But the commentators were all saying, "It's not over yet," (yes it was) and, "She looks like she's picking up the pace again now," (no, she wasn't), and "There's going to be a lot of changes before the end of the race_ (no, there weren't), and "Has the Japanese runner overstretched herself?" (er... no).

Gotta love it really. They obsess so much on the one British hope that they completely fail to pay attention to the fact that it's the Olympics, that there are other nations competing. They call themselves experts, but they never, ever have any idea of the form of other countries - especially places like Japan and China, which are still treated as the "mysterious, unfathomable, inscrutable orient" by ignorant tv pundits.

August 20, 2004


This article in The Reg today spells out in the baldest possible terms how vulnerable your average home PC is out of the box. The most frightening statistic is that the brand-new machine can be hopelessly compromised in less than the time it would take to download all the updates designed to protect it. And that's if you knew what you were doing.

I've seen a brand new PC laptop connect to the internet for the first time and it is frightening how quickly those pop-up ads start to appear. It's enough to go and lock yourself away from the world. The safest way to connect to the innernet is to not connect to the innernet.

It's rubbish anyway. It'll never catch on.

August 19, 2004


This is a nice dual channel mic pre from Korg. It's not just that they've used valves and put them where you can see them, which is aesthetically pleasing. They've also used traditional VU meters. Why did the world stop using VU? I know it didn't totally, but so much digital gear, from hi fi to pro studio, just gives you flashing LEDs, which is a BFD.

I mean, for about 5 minutes in the late 70s we got excited about LEDs, didn't we, with the early digical watches, but then LCD came along and everyone got excited about that. And then it was sort of crap, and everybody wanted watches with hands again. I love my Bomb Factory Pro Tools plug-ins, for their sounds, and for the way they look, because BF use a virtual VU meter on a lot of them.

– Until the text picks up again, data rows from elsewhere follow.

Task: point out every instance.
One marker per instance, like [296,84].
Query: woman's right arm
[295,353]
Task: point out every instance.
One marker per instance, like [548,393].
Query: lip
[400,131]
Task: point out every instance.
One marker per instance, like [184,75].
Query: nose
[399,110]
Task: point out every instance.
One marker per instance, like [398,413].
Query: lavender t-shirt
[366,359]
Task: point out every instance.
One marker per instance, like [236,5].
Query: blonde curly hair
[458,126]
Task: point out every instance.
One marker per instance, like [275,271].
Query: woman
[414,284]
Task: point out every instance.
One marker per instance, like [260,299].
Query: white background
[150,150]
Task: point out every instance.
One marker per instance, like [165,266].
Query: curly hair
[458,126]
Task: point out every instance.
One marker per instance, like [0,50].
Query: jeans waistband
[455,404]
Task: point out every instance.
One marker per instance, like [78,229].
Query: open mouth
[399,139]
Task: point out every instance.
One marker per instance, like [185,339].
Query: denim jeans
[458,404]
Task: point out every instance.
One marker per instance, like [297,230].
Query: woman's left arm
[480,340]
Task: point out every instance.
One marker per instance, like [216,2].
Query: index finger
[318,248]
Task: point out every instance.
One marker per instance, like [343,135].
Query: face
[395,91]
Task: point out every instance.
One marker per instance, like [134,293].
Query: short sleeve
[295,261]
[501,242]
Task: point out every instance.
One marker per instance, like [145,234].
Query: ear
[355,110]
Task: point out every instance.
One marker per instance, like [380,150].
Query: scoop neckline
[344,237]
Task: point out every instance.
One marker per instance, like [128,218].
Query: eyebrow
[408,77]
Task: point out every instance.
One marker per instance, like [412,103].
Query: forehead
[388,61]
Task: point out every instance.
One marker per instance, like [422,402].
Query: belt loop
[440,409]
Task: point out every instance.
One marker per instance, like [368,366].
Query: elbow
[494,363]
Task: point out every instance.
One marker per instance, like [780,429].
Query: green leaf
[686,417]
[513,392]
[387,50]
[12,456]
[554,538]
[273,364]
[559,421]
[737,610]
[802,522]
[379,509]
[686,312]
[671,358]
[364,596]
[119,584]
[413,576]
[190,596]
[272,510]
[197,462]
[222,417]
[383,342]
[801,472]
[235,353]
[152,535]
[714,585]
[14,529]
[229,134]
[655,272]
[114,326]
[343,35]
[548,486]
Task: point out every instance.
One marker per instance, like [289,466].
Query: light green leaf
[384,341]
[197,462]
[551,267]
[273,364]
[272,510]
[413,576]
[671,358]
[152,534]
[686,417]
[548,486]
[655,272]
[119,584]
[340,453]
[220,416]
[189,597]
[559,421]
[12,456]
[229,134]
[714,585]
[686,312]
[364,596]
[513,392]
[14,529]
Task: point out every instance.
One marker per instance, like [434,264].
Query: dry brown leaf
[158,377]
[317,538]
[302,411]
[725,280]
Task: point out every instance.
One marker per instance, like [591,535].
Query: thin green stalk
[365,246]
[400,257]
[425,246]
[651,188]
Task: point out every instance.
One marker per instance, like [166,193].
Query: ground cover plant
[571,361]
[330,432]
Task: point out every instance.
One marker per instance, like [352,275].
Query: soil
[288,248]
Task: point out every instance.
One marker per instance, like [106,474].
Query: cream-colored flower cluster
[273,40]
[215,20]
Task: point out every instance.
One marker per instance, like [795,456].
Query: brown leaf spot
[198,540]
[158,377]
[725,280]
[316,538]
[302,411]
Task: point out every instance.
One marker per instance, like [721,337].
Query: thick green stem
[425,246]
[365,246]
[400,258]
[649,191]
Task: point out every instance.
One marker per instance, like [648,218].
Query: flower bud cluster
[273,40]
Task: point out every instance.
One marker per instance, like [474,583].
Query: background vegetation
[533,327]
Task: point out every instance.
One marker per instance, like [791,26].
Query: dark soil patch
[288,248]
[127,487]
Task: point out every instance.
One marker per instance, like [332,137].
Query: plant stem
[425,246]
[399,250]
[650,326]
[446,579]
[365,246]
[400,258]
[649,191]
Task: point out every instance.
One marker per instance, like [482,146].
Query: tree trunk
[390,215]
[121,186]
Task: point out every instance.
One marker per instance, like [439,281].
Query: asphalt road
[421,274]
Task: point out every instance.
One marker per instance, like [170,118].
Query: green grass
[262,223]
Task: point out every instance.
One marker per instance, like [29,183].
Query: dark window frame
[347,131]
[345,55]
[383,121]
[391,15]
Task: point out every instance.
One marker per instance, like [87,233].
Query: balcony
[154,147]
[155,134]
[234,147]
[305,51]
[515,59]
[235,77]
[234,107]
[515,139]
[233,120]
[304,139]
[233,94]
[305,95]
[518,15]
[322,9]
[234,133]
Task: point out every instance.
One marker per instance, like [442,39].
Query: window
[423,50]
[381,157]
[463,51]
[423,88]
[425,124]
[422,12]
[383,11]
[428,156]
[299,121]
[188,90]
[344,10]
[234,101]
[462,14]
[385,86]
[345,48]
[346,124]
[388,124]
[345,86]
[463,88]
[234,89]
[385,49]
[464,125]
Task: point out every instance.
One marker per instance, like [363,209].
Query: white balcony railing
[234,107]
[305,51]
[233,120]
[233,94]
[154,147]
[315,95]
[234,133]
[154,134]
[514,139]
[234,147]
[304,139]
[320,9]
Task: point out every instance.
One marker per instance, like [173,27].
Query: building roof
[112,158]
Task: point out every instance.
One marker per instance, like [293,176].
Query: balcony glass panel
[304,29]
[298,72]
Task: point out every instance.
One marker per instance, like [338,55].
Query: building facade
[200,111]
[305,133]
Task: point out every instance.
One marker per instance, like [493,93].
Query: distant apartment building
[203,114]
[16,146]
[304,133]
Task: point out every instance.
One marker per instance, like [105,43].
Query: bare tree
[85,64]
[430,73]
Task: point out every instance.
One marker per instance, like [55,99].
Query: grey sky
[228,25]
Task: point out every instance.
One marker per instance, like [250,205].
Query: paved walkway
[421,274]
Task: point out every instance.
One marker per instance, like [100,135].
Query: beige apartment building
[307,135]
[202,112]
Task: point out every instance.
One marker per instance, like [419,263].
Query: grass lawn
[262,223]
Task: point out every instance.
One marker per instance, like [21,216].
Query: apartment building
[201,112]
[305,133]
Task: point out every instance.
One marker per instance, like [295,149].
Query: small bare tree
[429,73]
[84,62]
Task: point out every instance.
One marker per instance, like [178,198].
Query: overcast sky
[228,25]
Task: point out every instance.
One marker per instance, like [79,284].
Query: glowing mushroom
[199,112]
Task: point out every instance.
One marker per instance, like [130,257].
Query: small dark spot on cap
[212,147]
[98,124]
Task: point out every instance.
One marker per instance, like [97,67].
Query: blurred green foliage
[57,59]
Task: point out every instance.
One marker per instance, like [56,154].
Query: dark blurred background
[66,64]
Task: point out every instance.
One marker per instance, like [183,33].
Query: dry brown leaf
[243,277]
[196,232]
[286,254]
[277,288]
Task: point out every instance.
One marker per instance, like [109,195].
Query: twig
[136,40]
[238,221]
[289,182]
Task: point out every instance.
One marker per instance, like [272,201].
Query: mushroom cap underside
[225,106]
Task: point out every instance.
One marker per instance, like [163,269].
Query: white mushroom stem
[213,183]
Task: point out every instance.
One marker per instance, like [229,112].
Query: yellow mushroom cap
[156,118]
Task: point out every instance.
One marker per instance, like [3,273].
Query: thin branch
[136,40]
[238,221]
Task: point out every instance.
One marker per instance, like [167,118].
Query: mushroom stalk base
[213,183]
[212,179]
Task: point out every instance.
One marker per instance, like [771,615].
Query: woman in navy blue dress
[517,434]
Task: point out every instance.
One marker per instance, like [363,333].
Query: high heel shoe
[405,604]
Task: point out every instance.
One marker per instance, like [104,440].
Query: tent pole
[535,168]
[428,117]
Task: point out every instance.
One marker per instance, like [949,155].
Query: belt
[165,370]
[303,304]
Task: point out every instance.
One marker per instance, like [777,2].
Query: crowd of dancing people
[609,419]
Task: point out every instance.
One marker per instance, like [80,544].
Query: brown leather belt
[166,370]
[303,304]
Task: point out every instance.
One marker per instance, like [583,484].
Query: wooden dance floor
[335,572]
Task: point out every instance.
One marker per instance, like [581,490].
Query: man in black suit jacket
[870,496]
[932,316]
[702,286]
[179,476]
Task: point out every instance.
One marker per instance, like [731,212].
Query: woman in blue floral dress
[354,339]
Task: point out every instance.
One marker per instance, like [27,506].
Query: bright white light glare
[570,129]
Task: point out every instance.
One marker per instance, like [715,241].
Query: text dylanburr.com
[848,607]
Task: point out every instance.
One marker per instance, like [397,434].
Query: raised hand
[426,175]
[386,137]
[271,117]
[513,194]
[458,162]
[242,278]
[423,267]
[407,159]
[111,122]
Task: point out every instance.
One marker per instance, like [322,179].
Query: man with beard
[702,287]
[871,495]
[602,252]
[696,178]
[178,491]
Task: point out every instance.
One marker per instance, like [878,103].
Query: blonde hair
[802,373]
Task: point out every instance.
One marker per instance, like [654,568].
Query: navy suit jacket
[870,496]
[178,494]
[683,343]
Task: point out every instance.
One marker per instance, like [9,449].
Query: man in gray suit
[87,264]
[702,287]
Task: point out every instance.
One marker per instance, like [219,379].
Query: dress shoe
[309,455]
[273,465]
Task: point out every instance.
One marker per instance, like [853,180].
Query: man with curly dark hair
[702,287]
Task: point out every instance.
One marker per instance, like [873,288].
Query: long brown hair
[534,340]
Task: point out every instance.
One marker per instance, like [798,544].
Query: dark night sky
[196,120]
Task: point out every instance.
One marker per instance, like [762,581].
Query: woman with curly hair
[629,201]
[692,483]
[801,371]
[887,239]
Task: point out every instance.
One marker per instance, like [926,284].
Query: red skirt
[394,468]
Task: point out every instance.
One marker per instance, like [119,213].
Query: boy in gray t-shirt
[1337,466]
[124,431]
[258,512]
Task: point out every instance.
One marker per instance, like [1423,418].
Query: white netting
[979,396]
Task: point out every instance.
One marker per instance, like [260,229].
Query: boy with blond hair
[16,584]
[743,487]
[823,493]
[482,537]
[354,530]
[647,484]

I think everything should have a VU. You know, your car rev counter and speedometer should only work through 45 degrees or something.


Turns out the lost Beatle memorabilia was a not even very good fake. Hardly the Hitler Diaries or Piltdown Man.

August 18, 2004

Dog Bites Man

I have this mental picture of a flash flood. It crashes into town, gold medallion round its neck, driving a very fast car, and waving wads of cash around. Everyone is very intimidated and jumps into the sea.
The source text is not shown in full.